DE102005031243B4 - Cooling insert for a cylinder head of an internal combustion engine - Google Patents

Abstract

Cylinder head (2) for an internal combustion engine, with at least two in the direction of the cylinder axis (18) arranged one above the other, separated by a partition (8) coolant spaces (4, 6), namely a cylinder head bottom adjacent the lower coolant space (4) and an this subsequent upper coolant space (6), wherein the coolant flows from the upper coolant space (6) to the lower coolant space (4), with a component (16) opening into a combustion chamber (14), at least one flow connection in the area of the component (16) between the two coolant spaces (4, 6) is formed, wherein the component (16) at least in the region of the partition wall (8) by a cooling insert (22) is surrounded, and the flow connection between the two coolant spaces (4, 6) within the cooling insert (22) is formed, and wherein the cooling insert (22) at least one axial opening (38) in the lower coolant space (4) in the direction of the cylinder head floor (10), characterized in that a plurality of axial openings (38) are arranged distributed over the jacket of the cooling insert (22).

Description

The invention relates to a cylinder head for an internal combustion engine, with at least two superimposed in the direction of the cylinder axis, separated by a partition coolant spaces, namely the cylinder head bottom adjacent lower coolant space and adjoining this upper coolant space, the coolant from the upper coolant space to the lower Coolant chamber flows, with a component opening into a combustion chamber, wherein in the region of the component at least one flow connection between the two coolant spaces is formed, wherein the component is surrounded at least in the region of the partition by a cooling insert, and the flow connection between the two coolant spaces within the cooling insert is formed, and wherein the cooling insert has at least one axial opening in the lower coolant space in the direction of the cylinder head floor.

From the AT 005 939 U1 is a cylinder head with two superimposed coolant chambers known, which are fluidly connected to each other in the region of a receiving sleeve for an injection device via an annular space formed by sleeve and cylinder head. The coolant flows from the upper coolant space into the lower coolant space, whereby thermally critical area of the cylinder head floor can be cooled.

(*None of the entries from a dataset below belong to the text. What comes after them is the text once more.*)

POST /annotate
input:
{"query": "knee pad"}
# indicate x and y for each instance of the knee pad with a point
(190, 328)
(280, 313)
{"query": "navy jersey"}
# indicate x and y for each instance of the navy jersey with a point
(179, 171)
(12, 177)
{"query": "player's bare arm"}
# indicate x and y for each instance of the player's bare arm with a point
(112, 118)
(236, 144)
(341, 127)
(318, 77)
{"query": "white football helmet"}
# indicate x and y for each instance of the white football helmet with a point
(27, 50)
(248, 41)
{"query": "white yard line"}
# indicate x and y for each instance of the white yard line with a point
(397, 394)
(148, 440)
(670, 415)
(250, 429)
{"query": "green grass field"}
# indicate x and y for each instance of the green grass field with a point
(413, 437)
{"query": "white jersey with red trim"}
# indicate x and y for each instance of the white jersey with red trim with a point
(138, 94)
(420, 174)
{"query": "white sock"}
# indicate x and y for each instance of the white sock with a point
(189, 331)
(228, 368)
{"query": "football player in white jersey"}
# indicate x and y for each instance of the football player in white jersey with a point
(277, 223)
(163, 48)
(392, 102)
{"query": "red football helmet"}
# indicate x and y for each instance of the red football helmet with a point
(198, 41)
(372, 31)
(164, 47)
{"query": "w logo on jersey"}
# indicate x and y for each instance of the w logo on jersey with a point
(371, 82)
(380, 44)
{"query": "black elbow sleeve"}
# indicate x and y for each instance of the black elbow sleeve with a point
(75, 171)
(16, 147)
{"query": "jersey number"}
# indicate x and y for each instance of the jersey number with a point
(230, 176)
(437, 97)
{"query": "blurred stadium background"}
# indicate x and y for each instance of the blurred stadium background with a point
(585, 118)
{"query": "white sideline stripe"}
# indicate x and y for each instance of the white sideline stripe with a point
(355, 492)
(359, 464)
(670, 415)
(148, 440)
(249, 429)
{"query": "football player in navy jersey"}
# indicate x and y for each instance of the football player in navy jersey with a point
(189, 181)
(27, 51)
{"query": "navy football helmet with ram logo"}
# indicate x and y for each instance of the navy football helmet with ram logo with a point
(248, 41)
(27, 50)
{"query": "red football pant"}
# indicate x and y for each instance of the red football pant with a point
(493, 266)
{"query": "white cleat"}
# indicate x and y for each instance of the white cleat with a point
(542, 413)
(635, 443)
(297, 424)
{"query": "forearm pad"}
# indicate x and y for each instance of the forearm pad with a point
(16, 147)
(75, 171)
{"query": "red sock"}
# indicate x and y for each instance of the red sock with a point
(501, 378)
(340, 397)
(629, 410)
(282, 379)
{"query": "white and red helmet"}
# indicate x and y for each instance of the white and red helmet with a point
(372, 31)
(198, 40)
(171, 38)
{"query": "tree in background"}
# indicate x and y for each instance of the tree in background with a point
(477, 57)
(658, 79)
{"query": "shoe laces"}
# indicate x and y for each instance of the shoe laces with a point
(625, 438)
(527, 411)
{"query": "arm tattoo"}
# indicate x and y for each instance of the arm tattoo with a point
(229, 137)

A similar cylinder head will be in the AT 258 045 B described.

The DE 14 76 387 A1 discloses a cylinder head for water-cooled, valve-controlled internal combustion engines, wherein a nozzle holder is arranged in an insert tube. Between the insert tube and the nozzle holder an annular gap is formed, which is open axially in the direction of the cylinder head floor. Coolant flows from an inlet opening of the cylinder head into a lateral inlet opening of the insert tube into the annular gap and leaves it after axial flow through the opening in the region of the cylinder head floor.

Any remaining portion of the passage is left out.